Costimulation blockade

followed by a 12-week period of Cyclosporine A facilitates

prolonged drug-free survival of rhesus monkey kidney

allografts

Krista G. Haanstra¹, Ella A. Sick¹, Jan Ringers², Jacqueline A.M. Wubben¹, Eva- Maria Kuhn³, Louis Boon⁴, and Margreet Jonker¹

Transplantation 2005; 79(11): 1623-1626

1Biomedical Primate Research Centre, Rijswijk, The Netherlands.

2Department of Surgery, Academic Hospital, Leiden, The Netherlands.

3Intervet International BV, Boxmeer, the Netherlands.

4PanGenetics BV, Utrecht, The Netherlands.

Abstract

Costimulation blockade as a single immunosuppressive treatment modality is not sufficient to prevent graft rejection. Here, we report an induction therapy using an- tagonistic antibodies against CD40 and CD86, given twice weekly from day -1 until day 56, followed by a delayed 12-week course of low-dose Cyclosporin A (CsA) treatment in the rhesus monkey kidney allograft model. Low-dose CsA treatment was initiated on day 42 and tapered until total cessation of all treatment on day 126. Treatment with anti-CD40/86 alone resulted in graft survival of 61, 71, 75, 78, and 116 days. Costimulation blockade followed by CsA resulted in more than 3-year drug-free survival in two of four animals. None of the animals developed donor-specific alloantibodies. Transforming growth factor (TGF)-β producing cells are present in early as well as in late kidney graft biopsies and could play a role in the observed long-term drug-free graft survival.

Costimulation blockade followed by CsA

Introduction

In a previous study, we showed that it is possible to prevent rhesus monkey kidney allograft rejection by antagonising the costimulatory molecules CD40 and CD86 or CD40 alone [1]. Costimulation blockade will be combined with standard immuno- suppressive drugs (ISD) in clinically applicable treatment protocols. However, con- ventional ISD have been reported to counteract the immunoregulatory properties of costimulation blockade. Adverse effects of simultaneous CsA and costimulation blockade treatment (CTLA4-Ig + anti-CD40L) have been demonstrated in mice [2]

and in non-human primate (NHP) studies [3].
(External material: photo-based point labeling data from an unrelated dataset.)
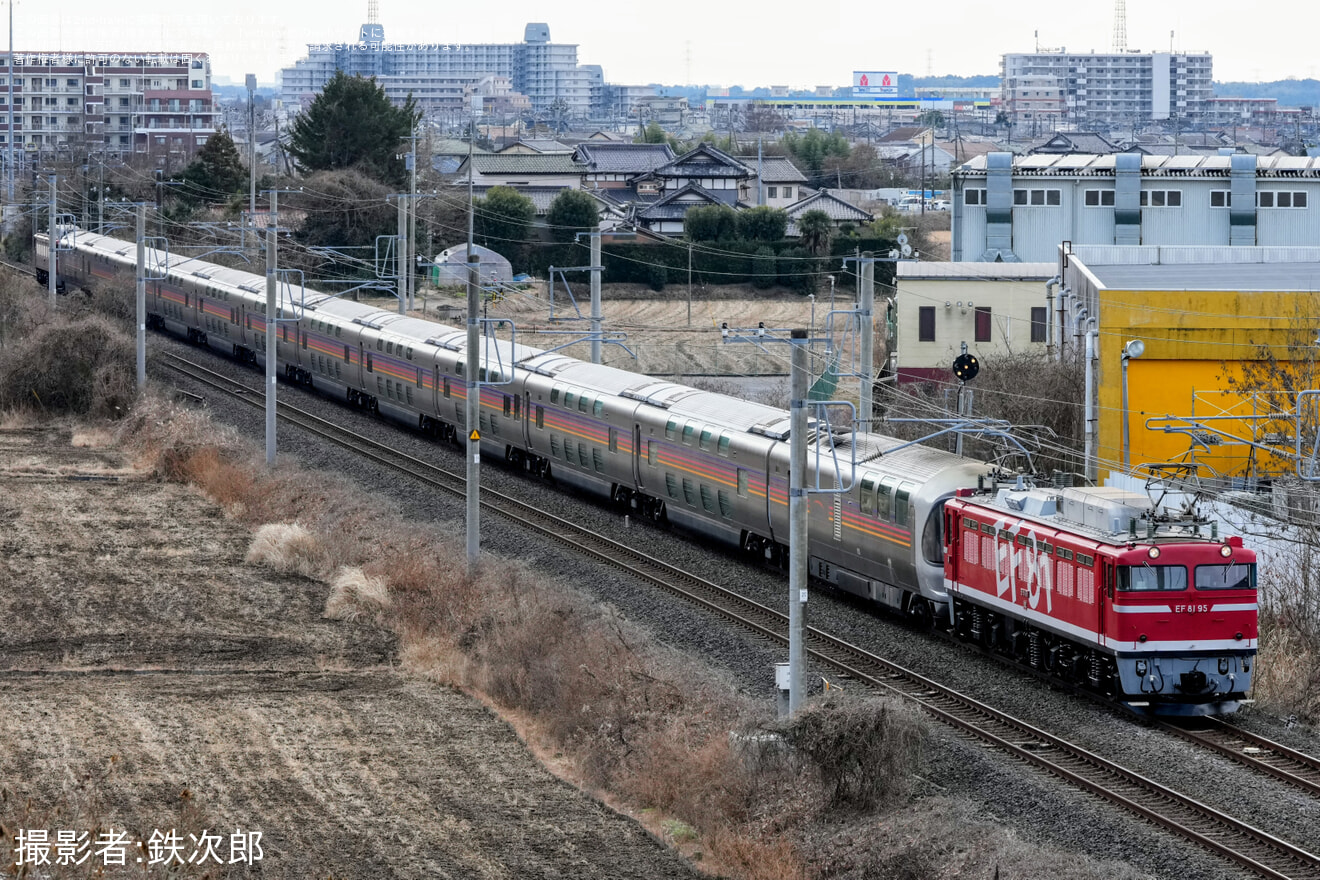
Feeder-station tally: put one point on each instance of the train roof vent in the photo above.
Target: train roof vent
(1102, 507)
(548, 364)
(659, 393)
(378, 321)
(453, 342)
(1030, 502)
(774, 429)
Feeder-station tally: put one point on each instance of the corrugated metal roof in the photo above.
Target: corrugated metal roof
(978, 271)
(623, 158)
(1191, 164)
(1221, 276)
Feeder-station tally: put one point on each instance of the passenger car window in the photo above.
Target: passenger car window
(885, 498)
(900, 502)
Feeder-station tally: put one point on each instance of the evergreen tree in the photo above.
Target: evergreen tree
(217, 173)
(353, 124)
(570, 213)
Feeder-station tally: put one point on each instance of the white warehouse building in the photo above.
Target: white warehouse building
(1019, 209)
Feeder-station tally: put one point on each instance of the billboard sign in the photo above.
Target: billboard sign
(875, 83)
Although effective in prolongation of graft survival, high doses of calcineurin inhibitors (CI) are associated with nephrotoxicity. The induction therapy with the anti-CD40 and anti-CD86 monoclonal antibodies (mAbs) has an advantage because it circumvents the use of CIs during the immediate posttransplantation period.

The mechanism by which costimulation blockade induces long-term survival is thought to involve regulatory T-cells (Tregs) [4], and ISD are likely to prevent the induction of Tregs. This report is, to our knowledge, the first report of a NHP study where the effects of an induction treatment with costimulation blockade, followed by a standard ISD, CsA are studied. The results were compared with animals treated with anti-CD40 with and without anti-CD86 that were reported previously [1].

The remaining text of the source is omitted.